Служанкам и придворным дамам запрещалось заводить собственные семьи.
Мин-эр кивнула.
– Она родилась до срока. Женщина, принимавшая у меня роды, сказала, что она не доживет до своих первых именин. Сейчас ей уже семнадцать…
Столько же, сколько Хэсине.
– …и она до сих пор много болеет, но вместе с тем она так полна жизни. О ней заботится моя сестра. Я отправляю им свое жалованье, чтобы они могли заплатить врачу за осмотры и лечебные настойки.
В горле Хэсины образовался болезненный ком.
– Мне жаль. – Мин-эр промокнула глаза, но через секунду на них снова выступили слезы. – Мне так жаль.
Что Мин-эр ожидала услышать в ответ?
– Уходи долой с моих глаз.
Но когда Мин-эр побрела прочь, Хэсина безмолвно сказала ей все то, что не смогла произнести вслух.
Она сочувствовала Мин-эр, хотя у нее не осталось никого, кто мог бы посочувствовать ей. На рассвете Хэсине предстояло умереть, но сердце в ее груди не колотилось, и она не испытывала желания побороться за жизнь.
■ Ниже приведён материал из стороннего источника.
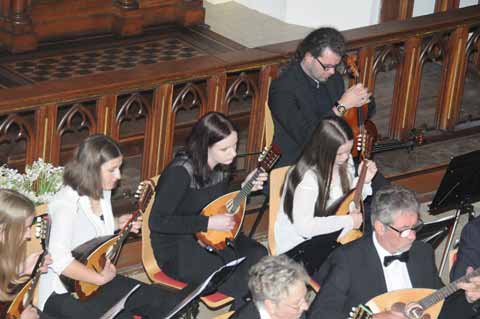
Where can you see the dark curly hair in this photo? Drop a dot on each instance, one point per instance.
(318, 40)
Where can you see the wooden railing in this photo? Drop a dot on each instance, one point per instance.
(150, 110)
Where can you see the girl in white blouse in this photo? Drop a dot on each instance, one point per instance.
(82, 211)
(324, 173)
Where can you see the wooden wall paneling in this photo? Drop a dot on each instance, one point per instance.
(159, 132)
(387, 58)
(366, 60)
(396, 10)
(17, 29)
(77, 118)
(216, 87)
(445, 5)
(106, 116)
(257, 114)
(127, 19)
(406, 90)
(453, 77)
(241, 89)
(267, 74)
(47, 145)
(15, 128)
(473, 48)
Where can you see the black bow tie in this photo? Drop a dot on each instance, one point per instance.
(403, 257)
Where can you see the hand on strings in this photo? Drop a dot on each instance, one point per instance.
(258, 182)
(222, 222)
(472, 287)
(29, 264)
(357, 219)
(46, 261)
(389, 315)
(355, 96)
(136, 225)
(108, 273)
(29, 313)
(371, 170)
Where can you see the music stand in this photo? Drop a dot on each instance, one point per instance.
(459, 188)
(433, 232)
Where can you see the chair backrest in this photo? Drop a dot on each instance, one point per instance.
(268, 126)
(277, 177)
(225, 315)
(148, 258)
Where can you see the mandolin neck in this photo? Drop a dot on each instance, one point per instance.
(122, 236)
(244, 192)
(447, 290)
(357, 197)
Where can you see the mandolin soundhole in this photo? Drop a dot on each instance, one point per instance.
(229, 206)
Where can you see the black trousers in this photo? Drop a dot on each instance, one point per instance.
(148, 301)
(195, 264)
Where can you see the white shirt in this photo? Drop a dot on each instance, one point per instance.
(396, 274)
(305, 224)
(72, 223)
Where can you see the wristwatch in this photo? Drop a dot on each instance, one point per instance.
(340, 108)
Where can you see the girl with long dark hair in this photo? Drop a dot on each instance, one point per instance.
(324, 173)
(196, 176)
(16, 217)
(80, 212)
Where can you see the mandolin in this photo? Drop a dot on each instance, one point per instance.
(357, 117)
(415, 303)
(95, 252)
(355, 195)
(25, 296)
(234, 203)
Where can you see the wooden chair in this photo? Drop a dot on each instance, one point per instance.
(155, 273)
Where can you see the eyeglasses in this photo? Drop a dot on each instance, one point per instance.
(404, 233)
(297, 307)
(340, 67)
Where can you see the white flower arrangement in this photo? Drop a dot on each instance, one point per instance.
(39, 183)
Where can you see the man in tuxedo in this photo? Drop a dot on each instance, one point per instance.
(468, 256)
(278, 288)
(389, 259)
(309, 89)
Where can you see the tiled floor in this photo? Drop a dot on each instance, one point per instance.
(249, 27)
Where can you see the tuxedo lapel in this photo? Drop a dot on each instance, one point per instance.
(415, 266)
(376, 278)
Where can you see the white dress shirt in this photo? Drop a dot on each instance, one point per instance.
(72, 223)
(396, 273)
(305, 224)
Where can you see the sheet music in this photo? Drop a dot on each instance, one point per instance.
(119, 306)
(201, 288)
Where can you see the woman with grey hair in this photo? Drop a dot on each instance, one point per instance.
(278, 288)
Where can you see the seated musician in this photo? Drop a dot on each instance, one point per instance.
(16, 217)
(323, 174)
(278, 288)
(468, 255)
(80, 212)
(197, 176)
(388, 260)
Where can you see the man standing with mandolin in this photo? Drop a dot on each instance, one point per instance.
(388, 260)
(309, 89)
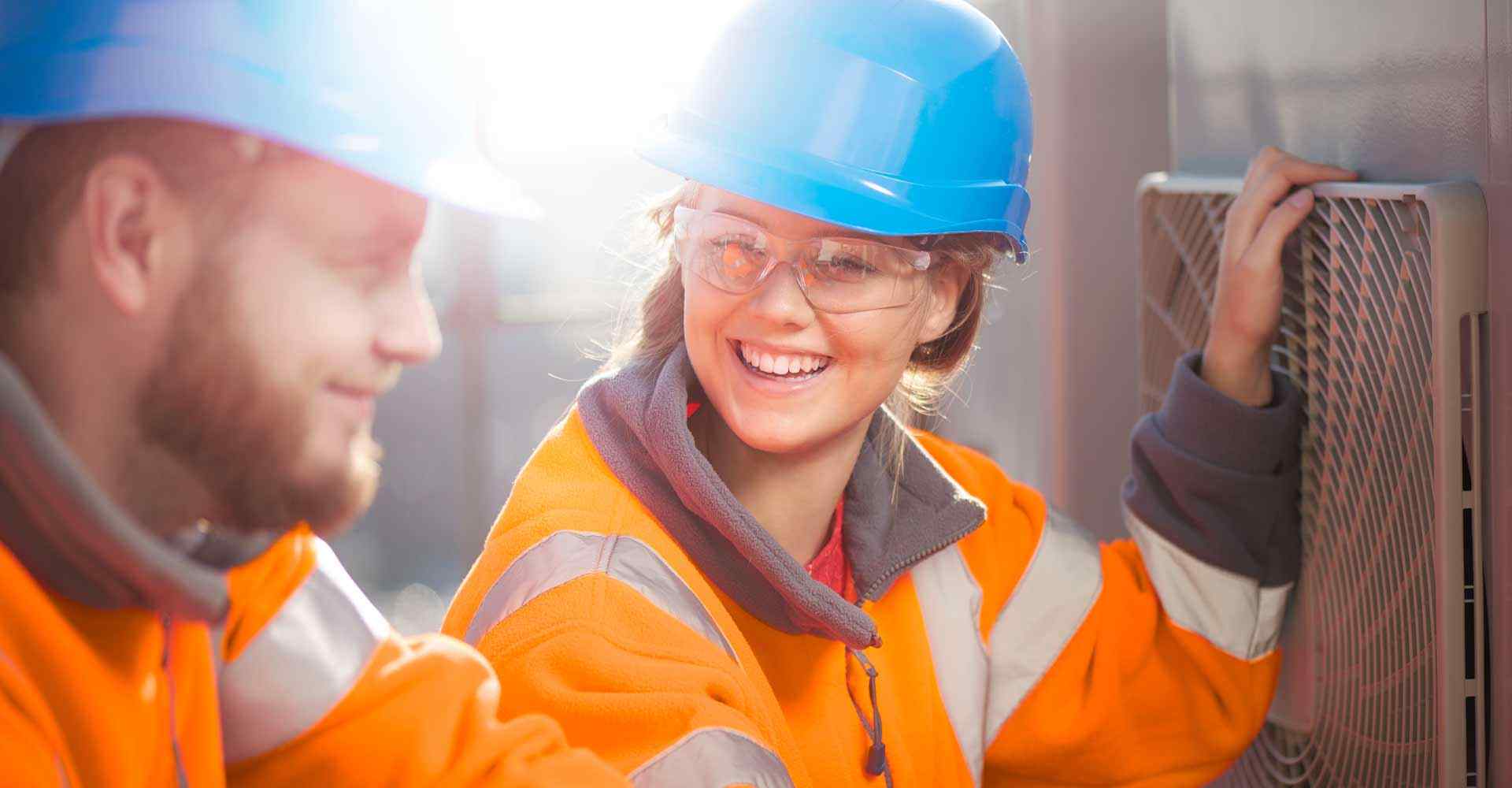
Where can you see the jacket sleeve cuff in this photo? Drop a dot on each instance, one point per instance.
(1204, 422)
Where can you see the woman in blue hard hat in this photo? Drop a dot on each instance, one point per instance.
(732, 564)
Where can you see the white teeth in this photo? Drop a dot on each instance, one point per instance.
(782, 365)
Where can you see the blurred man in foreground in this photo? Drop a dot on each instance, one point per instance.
(208, 214)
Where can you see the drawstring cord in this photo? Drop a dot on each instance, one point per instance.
(877, 755)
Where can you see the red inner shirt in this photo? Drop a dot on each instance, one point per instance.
(829, 566)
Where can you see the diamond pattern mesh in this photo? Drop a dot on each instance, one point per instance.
(1357, 340)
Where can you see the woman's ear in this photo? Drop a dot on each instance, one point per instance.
(945, 288)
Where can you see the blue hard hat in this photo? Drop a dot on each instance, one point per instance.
(374, 85)
(900, 118)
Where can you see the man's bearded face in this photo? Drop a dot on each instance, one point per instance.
(246, 430)
(297, 319)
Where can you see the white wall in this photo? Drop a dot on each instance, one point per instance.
(1053, 392)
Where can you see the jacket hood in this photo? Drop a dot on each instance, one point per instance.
(637, 421)
(80, 544)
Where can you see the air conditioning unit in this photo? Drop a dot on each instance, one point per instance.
(1384, 678)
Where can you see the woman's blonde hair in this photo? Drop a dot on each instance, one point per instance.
(650, 324)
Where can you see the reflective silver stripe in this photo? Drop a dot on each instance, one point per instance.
(302, 663)
(1048, 605)
(714, 758)
(950, 600)
(1225, 608)
(567, 556)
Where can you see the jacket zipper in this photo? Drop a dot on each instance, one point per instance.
(169, 681)
(897, 569)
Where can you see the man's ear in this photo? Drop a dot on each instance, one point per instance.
(945, 286)
(128, 212)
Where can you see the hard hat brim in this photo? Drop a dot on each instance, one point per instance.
(828, 191)
(123, 80)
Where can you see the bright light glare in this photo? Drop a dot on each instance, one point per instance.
(573, 75)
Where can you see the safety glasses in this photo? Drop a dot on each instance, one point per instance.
(835, 274)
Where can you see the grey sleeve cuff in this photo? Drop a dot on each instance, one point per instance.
(1221, 480)
(1201, 421)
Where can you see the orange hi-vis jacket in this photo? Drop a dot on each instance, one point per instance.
(129, 661)
(994, 643)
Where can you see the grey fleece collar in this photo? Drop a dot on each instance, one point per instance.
(77, 542)
(637, 419)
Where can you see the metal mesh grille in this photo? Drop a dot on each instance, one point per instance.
(1357, 340)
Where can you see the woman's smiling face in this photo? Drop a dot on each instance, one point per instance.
(784, 375)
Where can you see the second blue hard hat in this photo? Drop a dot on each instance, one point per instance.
(897, 118)
(374, 85)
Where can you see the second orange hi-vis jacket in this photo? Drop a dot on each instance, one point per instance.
(992, 641)
(131, 661)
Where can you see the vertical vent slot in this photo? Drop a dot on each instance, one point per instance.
(1472, 756)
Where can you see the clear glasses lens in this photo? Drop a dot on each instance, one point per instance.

Прошло какое-то время. Она не знала, сколько именно, но, видимо, довольно много, потому что стражи принесли ей обед, состоящий из жидкой рисовой каши и жесткого лука. Это показалось Хэсине бессмысленным: она бы и так не умерла от голода до завтрашнего утра. Она отодвинула горшочек в сторону, и его дно проскрежетало по каменному полу, почти заглушив голоса стражей.